This doesn’t mean that a shift would take place immediately, it would likely take years for a Chinese company to compete with the US competitors, but it is not impossible.

Mobile phone companies like Huawei, Oppo and Xiaomi have grown in popularity in the West – with Huawei becoming one of the most popular Android phone manufacturers.

Even without the Trump administration’s pressure, China is aggressively chasing higher domestic chip production under its “Made in China 2025” project.

This investment fund is not the first one, in 2018 there were reports of another fund of $47 billion, but whether it actually launched or not remained unclear.

The Wall Street Journal, citing unnamed sources, reported that the government-backed China Integrated Circuit Industry Investment Fund would allocate the funding to — among other things — improving China’s ability to design and manufacture advanced processors and GPUs.

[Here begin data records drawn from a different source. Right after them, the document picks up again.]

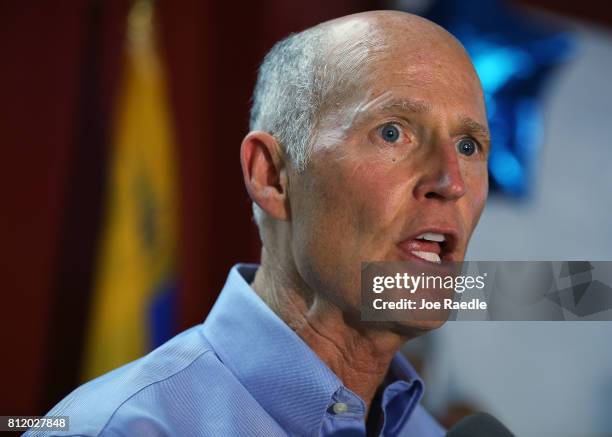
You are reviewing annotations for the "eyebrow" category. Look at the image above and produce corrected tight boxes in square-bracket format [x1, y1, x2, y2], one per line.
[459, 115, 491, 143]
[366, 98, 491, 144]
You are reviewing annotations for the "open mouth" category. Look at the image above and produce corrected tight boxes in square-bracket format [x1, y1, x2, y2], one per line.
[398, 230, 457, 264]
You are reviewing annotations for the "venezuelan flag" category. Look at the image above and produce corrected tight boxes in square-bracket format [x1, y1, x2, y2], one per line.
[83, 1, 177, 380]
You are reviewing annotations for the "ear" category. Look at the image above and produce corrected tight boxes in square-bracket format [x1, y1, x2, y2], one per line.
[240, 131, 289, 220]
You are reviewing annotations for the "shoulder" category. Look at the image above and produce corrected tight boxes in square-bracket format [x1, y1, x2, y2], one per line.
[25, 325, 238, 436]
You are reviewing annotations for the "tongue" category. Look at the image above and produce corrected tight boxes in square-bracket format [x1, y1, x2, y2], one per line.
[400, 240, 441, 255]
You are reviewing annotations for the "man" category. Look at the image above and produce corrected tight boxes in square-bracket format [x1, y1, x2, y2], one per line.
[32, 11, 489, 436]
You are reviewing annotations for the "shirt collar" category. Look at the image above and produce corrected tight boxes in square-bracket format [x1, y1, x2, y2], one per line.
[203, 264, 423, 435]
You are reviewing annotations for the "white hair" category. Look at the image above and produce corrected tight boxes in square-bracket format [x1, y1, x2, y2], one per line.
[249, 23, 382, 225]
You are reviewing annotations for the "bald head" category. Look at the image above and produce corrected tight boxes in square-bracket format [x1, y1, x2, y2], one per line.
[250, 11, 478, 171]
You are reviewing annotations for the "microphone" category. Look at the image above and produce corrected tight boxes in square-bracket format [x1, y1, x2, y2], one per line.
[446, 413, 514, 437]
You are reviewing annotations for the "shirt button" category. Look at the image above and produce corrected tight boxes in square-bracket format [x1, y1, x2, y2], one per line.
[332, 402, 348, 414]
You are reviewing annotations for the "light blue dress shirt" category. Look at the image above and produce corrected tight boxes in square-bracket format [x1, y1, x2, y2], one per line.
[26, 265, 444, 437]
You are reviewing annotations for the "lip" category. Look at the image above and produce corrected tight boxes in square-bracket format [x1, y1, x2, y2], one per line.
[397, 227, 459, 264]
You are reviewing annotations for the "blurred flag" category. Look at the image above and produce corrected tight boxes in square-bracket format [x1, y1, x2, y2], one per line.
[83, 1, 177, 380]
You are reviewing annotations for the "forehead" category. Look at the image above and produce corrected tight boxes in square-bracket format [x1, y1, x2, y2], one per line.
[362, 42, 486, 117]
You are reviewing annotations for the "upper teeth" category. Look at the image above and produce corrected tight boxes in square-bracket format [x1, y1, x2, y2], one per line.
[416, 232, 445, 243]
[412, 250, 442, 264]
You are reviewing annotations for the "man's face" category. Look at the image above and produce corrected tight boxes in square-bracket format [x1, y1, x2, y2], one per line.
[289, 35, 489, 320]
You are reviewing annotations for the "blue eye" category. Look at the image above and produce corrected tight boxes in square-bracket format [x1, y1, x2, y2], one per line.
[457, 138, 478, 156]
[380, 123, 399, 143]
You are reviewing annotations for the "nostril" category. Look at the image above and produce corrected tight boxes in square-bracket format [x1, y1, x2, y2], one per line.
[425, 191, 443, 199]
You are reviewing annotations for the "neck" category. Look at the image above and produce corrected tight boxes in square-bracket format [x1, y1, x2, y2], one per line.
[252, 251, 407, 410]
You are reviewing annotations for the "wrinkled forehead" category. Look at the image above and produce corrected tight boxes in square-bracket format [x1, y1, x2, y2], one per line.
[320, 21, 487, 141]
[322, 19, 486, 118]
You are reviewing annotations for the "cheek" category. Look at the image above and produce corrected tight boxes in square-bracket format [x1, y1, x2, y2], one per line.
[463, 162, 489, 230]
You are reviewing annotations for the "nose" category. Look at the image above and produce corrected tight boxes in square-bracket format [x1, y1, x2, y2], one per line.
[414, 142, 466, 201]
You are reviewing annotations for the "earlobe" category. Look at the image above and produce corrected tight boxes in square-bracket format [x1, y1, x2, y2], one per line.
[240, 131, 289, 220]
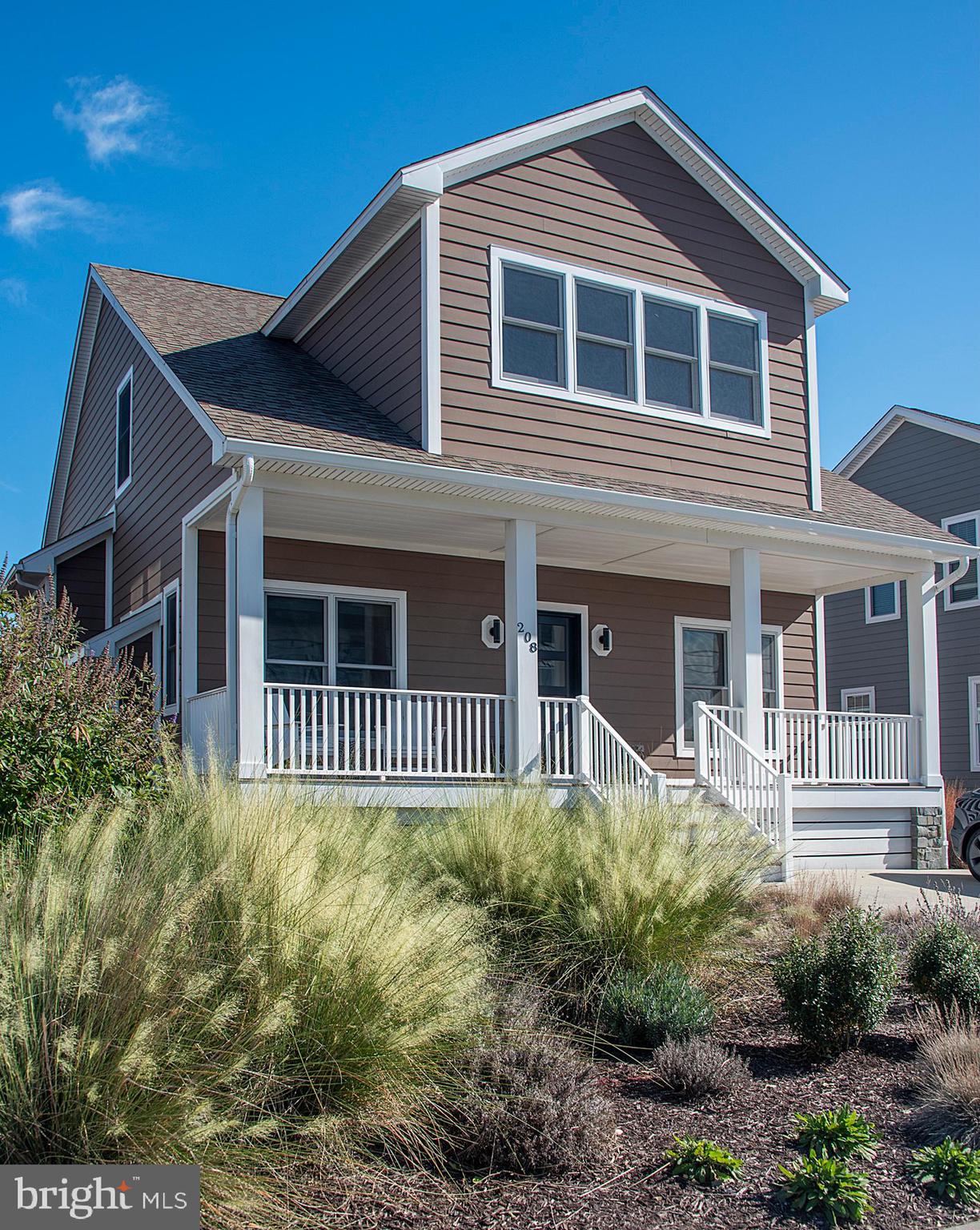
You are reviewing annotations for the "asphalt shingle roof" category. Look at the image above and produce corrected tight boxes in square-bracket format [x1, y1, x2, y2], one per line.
[94, 266, 958, 542]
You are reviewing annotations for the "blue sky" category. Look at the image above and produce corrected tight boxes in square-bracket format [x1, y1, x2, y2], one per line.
[0, 0, 980, 558]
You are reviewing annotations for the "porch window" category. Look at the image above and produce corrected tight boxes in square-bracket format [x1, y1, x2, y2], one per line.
[943, 513, 980, 610]
[266, 593, 396, 689]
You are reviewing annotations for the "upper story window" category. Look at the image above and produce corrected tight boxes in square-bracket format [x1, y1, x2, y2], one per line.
[943, 513, 980, 610]
[491, 247, 769, 436]
[115, 368, 133, 496]
[865, 581, 902, 624]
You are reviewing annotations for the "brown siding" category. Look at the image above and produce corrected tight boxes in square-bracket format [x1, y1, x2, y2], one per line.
[55, 542, 106, 638]
[300, 225, 422, 439]
[440, 124, 808, 505]
[251, 535, 817, 778]
[60, 303, 227, 621]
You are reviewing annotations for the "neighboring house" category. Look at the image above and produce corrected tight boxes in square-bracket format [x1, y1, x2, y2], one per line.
[825, 406, 980, 787]
[11, 90, 976, 865]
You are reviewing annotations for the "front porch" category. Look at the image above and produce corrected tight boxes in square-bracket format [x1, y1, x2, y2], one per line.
[182, 462, 942, 872]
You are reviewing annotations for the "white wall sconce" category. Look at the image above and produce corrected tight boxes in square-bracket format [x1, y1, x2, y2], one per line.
[480, 615, 504, 649]
[592, 624, 612, 658]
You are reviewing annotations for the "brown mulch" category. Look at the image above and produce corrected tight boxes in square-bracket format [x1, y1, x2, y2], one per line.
[306, 982, 969, 1230]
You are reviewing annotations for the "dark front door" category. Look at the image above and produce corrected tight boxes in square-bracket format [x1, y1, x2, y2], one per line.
[537, 611, 581, 696]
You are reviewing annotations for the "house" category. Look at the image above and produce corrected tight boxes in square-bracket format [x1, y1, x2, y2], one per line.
[825, 406, 980, 789]
[11, 89, 978, 874]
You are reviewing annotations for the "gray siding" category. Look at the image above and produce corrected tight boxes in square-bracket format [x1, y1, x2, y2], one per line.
[825, 423, 980, 786]
[440, 124, 809, 505]
[300, 225, 422, 439]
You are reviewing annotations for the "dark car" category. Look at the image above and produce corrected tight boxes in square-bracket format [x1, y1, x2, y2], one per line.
[950, 790, 980, 879]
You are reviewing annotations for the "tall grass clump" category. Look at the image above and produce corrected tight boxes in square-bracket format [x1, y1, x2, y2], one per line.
[0, 778, 484, 1224]
[408, 789, 772, 998]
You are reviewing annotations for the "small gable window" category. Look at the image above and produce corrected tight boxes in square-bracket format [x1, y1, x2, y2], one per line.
[115, 368, 133, 496]
[491, 247, 769, 436]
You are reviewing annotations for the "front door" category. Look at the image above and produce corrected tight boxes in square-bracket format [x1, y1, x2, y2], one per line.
[537, 611, 581, 696]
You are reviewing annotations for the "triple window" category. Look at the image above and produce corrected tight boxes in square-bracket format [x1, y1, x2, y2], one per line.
[492, 248, 767, 434]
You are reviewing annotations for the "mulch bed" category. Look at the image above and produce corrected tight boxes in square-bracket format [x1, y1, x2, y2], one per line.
[310, 984, 969, 1230]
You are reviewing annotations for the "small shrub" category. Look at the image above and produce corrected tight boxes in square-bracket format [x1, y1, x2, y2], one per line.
[599, 964, 714, 1048]
[797, 1106, 881, 1161]
[780, 1154, 874, 1226]
[446, 987, 616, 1175]
[909, 914, 980, 1012]
[913, 1010, 980, 1147]
[649, 1038, 751, 1099]
[911, 1136, 980, 1204]
[664, 1136, 744, 1187]
[773, 909, 898, 1056]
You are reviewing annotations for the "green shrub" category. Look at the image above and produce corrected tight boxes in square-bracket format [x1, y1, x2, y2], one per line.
[648, 1038, 751, 1099]
[911, 1136, 980, 1204]
[448, 987, 616, 1175]
[408, 789, 771, 1000]
[0, 567, 163, 839]
[797, 1106, 881, 1161]
[773, 909, 898, 1055]
[664, 1136, 744, 1187]
[780, 1155, 874, 1226]
[909, 915, 980, 1012]
[597, 964, 714, 1049]
[0, 780, 484, 1225]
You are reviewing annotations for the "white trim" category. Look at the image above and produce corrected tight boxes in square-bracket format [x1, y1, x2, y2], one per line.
[262, 577, 408, 689]
[674, 615, 785, 760]
[420, 200, 443, 452]
[865, 581, 902, 624]
[833, 406, 980, 479]
[966, 675, 980, 773]
[489, 243, 771, 439]
[537, 600, 589, 696]
[841, 688, 875, 713]
[942, 512, 980, 611]
[113, 364, 135, 500]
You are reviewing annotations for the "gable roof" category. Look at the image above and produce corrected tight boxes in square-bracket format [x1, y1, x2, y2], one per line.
[833, 406, 980, 479]
[263, 86, 849, 338]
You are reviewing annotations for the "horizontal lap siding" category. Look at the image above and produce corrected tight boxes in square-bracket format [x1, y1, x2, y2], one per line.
[248, 535, 817, 776]
[440, 126, 808, 505]
[300, 225, 422, 439]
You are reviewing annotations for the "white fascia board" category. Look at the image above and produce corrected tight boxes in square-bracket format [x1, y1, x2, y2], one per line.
[833, 406, 980, 479]
[214, 439, 980, 562]
[92, 269, 225, 457]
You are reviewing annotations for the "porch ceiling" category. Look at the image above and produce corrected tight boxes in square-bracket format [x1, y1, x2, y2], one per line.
[193, 487, 921, 593]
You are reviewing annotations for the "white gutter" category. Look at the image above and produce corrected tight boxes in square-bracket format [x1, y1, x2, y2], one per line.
[225, 454, 255, 760]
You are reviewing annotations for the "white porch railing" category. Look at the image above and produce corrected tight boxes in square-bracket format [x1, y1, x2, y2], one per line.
[709, 705, 922, 786]
[695, 701, 793, 850]
[539, 696, 663, 798]
[266, 684, 508, 780]
[181, 688, 231, 764]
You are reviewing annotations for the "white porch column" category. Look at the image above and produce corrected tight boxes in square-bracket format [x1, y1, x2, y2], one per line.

It is also wholly possible that the $29 billion fund is the one named in the WSJ report, just after a delay, due to one reason or another. Since a $47 billion investment fund would be difficult to pass under the radar.

The first such fund aimed at enhancing China’s production of chips was launched in 2014 and it was worth $21.8 billion and was largely funded by central and local government-backed enterprises and industry players.

China’s State Council, the country’s cabinet, published the “National Integrated Circuit Industry Development Guidelines” in June 2014, which initially proposed setting up a special national industry investment fund to boost the semiconductor industry. The guidelines pledged to stimulate dynamism and creativity in China’s semiconductor companies and accelerate the pace of China’s semiconductor industry in order to catch up with international leaders.

China urgently trying to stop relying heavily on the US is quite showing on the progress of a conclusion of the Washington-Beijing trade war, and it means that the “first phase deal” is nothing conclusive. Regardless, China is following its “Made in China 2025” plan, but it may simply be ramping up efforts to fit into an accelerated schedule.

Huawei is still blacklisted, despite some waivers being given out to some US producers and the “first phase deal” did very little to address any of the actual issues of the trade dispute.